May 18th, 2008 · 1 Comment · Destination Marketing

“You’re 5 years ahead of your time.” That’s what someone told me when I suggested adding a “blog” to our site. Heck, I wanted to use it exclusively as the Content Management System. Maybe if I get someone else to sing this tune, it will be more effective.

SEOmoz Whiteboard Friday-Blogging for Higher Rankings from Scott Willoughby on Vimeo.

Don’t let Rand’s 5 points fool you into thinking this is easy (one for every year I’m too far ahead).

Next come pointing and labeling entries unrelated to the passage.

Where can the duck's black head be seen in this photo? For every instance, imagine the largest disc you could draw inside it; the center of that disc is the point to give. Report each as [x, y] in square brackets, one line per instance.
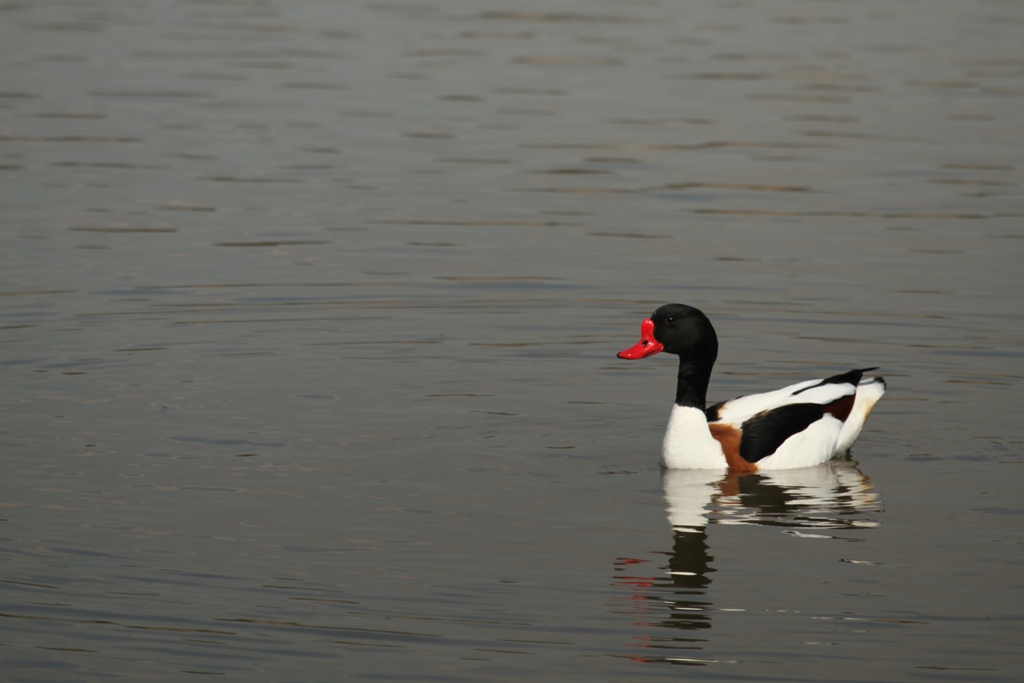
[676, 328]
[686, 332]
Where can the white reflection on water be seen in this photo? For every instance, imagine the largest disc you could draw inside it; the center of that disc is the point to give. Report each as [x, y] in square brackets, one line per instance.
[834, 496]
[821, 497]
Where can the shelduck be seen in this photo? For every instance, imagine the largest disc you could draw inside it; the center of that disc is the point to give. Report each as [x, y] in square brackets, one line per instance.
[800, 425]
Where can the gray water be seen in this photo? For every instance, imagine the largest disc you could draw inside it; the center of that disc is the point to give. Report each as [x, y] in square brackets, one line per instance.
[309, 317]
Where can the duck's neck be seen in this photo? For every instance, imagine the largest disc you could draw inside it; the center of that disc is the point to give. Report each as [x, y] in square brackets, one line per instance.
[691, 386]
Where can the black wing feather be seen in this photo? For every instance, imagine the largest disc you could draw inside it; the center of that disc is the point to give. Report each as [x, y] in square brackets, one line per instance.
[765, 432]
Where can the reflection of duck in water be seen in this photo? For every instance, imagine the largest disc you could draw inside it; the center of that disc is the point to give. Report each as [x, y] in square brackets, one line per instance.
[830, 496]
[821, 497]
[799, 426]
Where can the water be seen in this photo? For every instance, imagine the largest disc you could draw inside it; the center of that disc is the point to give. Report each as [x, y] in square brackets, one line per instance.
[310, 312]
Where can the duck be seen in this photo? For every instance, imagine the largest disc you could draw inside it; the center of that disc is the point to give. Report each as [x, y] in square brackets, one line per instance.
[802, 425]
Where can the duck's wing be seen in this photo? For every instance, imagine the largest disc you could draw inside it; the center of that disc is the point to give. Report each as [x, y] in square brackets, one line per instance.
[767, 420]
[868, 392]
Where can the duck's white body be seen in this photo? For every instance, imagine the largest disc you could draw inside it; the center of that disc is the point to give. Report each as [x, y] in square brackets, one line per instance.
[801, 425]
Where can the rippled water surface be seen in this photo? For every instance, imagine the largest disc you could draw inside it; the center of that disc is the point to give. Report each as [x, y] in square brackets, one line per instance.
[309, 312]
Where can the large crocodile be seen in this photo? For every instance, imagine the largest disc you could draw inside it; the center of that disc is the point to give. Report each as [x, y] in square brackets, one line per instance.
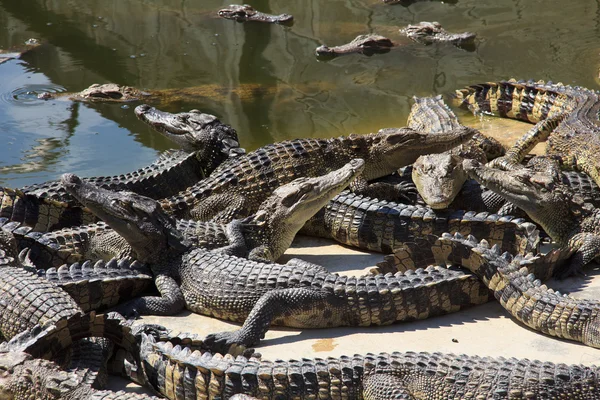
[237, 188]
[439, 177]
[245, 12]
[539, 191]
[177, 368]
[565, 116]
[244, 290]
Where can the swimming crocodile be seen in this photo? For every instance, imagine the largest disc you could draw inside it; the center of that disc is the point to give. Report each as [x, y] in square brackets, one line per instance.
[564, 116]
[539, 191]
[245, 12]
[179, 368]
[439, 177]
[237, 188]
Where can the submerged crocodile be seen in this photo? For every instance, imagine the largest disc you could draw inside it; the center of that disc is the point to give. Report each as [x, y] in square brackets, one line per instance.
[439, 177]
[565, 116]
[237, 188]
[539, 191]
[245, 12]
[178, 368]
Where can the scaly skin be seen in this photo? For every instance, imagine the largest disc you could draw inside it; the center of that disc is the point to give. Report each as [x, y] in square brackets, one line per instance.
[439, 177]
[236, 189]
[264, 236]
[176, 368]
[539, 191]
[25, 374]
[381, 226]
[431, 32]
[520, 292]
[244, 12]
[364, 44]
[565, 116]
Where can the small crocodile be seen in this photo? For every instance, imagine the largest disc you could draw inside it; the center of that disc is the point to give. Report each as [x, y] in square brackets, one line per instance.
[177, 368]
[439, 177]
[237, 188]
[364, 44]
[565, 116]
[539, 191]
[432, 32]
[245, 12]
[378, 225]
[26, 373]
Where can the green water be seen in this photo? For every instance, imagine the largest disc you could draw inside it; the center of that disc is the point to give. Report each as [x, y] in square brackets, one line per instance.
[175, 44]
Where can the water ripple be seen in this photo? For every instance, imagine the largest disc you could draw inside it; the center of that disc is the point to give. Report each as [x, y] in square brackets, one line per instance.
[28, 94]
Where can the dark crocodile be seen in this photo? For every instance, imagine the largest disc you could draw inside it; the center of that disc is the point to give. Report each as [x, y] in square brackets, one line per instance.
[364, 44]
[172, 366]
[236, 189]
[539, 191]
[439, 177]
[432, 32]
[378, 225]
[264, 236]
[245, 12]
[26, 373]
[565, 116]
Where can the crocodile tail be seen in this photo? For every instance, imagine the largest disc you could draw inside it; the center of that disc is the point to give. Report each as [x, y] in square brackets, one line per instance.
[525, 101]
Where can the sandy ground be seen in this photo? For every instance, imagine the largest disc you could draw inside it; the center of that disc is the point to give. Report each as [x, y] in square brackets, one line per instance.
[484, 330]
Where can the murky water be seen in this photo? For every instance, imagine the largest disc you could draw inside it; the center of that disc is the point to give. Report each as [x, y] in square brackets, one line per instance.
[263, 79]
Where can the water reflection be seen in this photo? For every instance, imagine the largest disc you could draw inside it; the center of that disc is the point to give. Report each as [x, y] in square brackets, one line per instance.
[262, 79]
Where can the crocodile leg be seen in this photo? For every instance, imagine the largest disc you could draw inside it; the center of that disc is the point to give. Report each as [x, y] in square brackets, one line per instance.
[539, 133]
[170, 302]
[313, 307]
[384, 386]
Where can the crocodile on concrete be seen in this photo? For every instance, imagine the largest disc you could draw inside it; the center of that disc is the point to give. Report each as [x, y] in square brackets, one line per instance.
[245, 12]
[240, 290]
[364, 44]
[26, 372]
[539, 191]
[432, 32]
[519, 290]
[236, 189]
[378, 225]
[564, 116]
[439, 177]
[263, 236]
[177, 368]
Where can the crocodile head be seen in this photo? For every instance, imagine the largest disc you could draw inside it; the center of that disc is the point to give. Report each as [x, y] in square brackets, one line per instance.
[244, 12]
[393, 148]
[108, 93]
[212, 140]
[139, 219]
[282, 215]
[439, 178]
[429, 32]
[538, 190]
[364, 44]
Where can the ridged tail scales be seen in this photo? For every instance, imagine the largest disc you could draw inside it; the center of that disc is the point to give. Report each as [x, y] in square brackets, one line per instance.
[180, 369]
[381, 226]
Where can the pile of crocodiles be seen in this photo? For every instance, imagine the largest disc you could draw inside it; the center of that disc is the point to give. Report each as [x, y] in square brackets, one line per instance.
[202, 229]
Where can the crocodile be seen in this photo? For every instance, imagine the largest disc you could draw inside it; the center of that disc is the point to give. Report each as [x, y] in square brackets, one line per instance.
[245, 12]
[239, 289]
[562, 214]
[432, 32]
[439, 177]
[364, 44]
[564, 116]
[179, 368]
[263, 236]
[237, 188]
[381, 226]
[26, 372]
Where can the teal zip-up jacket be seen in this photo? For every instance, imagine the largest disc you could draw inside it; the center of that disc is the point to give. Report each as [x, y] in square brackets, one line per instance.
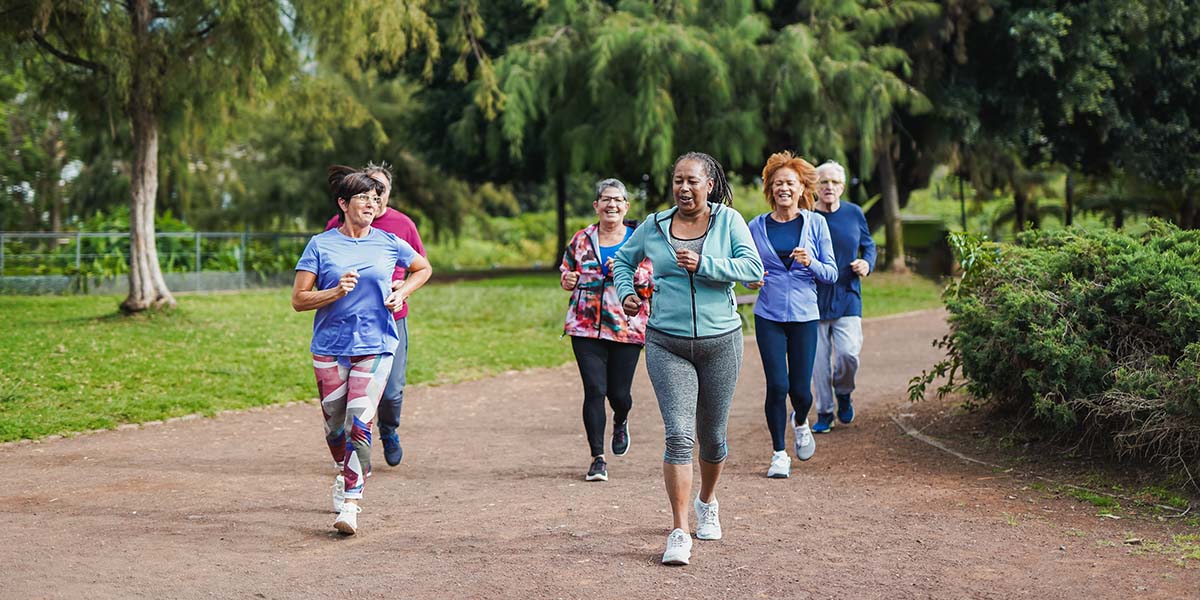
[685, 304]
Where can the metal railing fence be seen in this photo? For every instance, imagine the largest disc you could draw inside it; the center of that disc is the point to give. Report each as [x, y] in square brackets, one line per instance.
[84, 262]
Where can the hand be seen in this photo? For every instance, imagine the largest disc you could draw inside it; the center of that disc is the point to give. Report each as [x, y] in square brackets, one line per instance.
[688, 261]
[347, 282]
[802, 256]
[395, 300]
[631, 305]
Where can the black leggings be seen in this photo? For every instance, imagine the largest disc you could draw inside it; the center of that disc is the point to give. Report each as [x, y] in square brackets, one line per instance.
[607, 370]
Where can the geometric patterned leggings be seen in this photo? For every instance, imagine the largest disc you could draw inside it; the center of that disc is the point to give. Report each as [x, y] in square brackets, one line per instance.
[349, 389]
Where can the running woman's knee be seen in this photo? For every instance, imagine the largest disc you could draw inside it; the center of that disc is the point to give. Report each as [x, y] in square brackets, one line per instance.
[713, 453]
[678, 450]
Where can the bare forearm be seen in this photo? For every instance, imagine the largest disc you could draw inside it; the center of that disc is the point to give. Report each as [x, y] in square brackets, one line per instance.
[414, 280]
[316, 299]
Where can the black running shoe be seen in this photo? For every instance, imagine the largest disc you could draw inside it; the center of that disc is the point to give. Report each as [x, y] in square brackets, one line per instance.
[621, 438]
[599, 471]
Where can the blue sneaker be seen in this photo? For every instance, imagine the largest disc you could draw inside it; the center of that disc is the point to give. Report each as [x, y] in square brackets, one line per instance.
[825, 423]
[391, 450]
[845, 408]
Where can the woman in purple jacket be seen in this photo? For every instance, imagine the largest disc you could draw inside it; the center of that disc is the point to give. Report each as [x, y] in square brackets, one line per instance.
[797, 252]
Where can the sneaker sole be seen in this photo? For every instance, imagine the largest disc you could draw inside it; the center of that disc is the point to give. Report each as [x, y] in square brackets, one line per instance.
[629, 442]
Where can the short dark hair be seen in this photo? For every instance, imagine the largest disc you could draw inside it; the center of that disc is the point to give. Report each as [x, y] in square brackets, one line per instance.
[721, 190]
[346, 183]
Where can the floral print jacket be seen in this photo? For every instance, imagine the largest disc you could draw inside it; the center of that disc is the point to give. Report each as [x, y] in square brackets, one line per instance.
[595, 310]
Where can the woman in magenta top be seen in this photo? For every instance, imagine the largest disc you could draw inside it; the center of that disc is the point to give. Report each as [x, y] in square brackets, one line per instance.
[606, 341]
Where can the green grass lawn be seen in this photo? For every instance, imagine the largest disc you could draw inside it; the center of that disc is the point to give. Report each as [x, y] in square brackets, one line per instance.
[70, 364]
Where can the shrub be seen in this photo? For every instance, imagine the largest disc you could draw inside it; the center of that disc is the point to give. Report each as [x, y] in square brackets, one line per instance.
[1096, 333]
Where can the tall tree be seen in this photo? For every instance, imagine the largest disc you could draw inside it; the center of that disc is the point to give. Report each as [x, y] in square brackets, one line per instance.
[623, 90]
[156, 64]
[840, 66]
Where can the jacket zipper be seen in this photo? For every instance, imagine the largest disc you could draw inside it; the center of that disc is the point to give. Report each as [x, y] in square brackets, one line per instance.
[604, 283]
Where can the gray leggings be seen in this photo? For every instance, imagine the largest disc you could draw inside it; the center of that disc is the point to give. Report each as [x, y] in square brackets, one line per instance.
[694, 381]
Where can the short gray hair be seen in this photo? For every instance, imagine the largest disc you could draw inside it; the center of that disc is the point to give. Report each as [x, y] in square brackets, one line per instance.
[604, 184]
[834, 165]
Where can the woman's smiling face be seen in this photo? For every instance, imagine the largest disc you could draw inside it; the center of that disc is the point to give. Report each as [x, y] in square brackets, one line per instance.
[785, 189]
[690, 185]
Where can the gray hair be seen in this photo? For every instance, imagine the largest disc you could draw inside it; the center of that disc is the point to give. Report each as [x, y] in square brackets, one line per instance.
[834, 165]
[604, 184]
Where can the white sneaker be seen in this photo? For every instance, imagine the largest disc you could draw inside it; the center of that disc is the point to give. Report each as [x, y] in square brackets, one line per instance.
[348, 519]
[708, 523]
[804, 443]
[780, 465]
[339, 493]
[678, 547]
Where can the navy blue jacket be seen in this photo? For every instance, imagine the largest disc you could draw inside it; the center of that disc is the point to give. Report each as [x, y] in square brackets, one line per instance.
[851, 240]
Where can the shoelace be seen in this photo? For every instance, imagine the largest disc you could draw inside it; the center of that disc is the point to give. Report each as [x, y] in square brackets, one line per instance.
[805, 437]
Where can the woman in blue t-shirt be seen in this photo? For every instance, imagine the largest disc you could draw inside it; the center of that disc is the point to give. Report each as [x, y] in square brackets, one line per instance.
[345, 274]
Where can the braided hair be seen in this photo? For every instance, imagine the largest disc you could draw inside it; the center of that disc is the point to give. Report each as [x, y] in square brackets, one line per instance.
[721, 191]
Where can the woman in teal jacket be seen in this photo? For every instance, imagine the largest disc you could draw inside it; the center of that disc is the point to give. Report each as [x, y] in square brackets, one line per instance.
[699, 250]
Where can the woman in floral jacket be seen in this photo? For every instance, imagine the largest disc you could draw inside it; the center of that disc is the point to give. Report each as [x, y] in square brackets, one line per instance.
[606, 342]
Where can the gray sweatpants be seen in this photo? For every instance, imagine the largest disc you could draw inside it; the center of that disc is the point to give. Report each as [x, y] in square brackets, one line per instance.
[694, 381]
[839, 342]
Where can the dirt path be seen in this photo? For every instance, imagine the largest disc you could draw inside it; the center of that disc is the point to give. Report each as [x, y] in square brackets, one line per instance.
[490, 503]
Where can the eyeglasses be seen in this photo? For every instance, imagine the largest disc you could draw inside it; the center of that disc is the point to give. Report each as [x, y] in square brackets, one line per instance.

  1. “Install” your “blog” in a sub-folder. I totally agree. My testing has shown that sub-domains are useless. Use those if you want to have a throw-away temporary microsite with no SEO value. Avoid the use of “/blog”. I hate the term “blog” because of the baggage it carries. Even though Rand uses that as an example, try to be a little more creative and get out of the “blog” box. If you are a marketer, then I’m sure you can come up with something more useful as a folder name. Think of it as a virtual place, rather than a diary. Installing a blog doesn’t mean starting a Blogger account with a link to your site on the profile.
  2. Top-level Navigation. By all means, integrate your new feature into the rest of your site. Wait, I think that should go the other way. Better yet, use your new CMS and templating function to redesign your site’s information architecture. This is the best way for you to become intimately familiar with all the nooks and crannies of your website.
  3. Keep it subtle. Stop doing the hard sell. Heck, stop doing even the soft sell. I think most people are smart enough to identify a B2C website. The trick is to make them want to read it like it is a C2C site, and/or because of its great content. Use your content, your interaction, and your link-love to help your customers understand and embrace your brand. Marketers who don’t understand the definition of SPLOG or FLOG should stop now. We don’t need any more spammy sites.
  4. Spread out good content. It’s all about links – to and from your own content, but also with the world at-large. This is how Link Juice is made. A good website is easy to navigate because it’s information architecture makes it so. A good blog helps readers find what they want by having a human point to what is relevant.
  5. Linkbait. Do it, do it right. Here’s my favorite new term that I created – “Destination-specific Linkbait“. Look, it’s not rocket-science. Think practical, think entertaining, something you would pass along to a friend. Bait is designed to be attractive, and it targets a specific fish. Will you have a feeding-frenzy?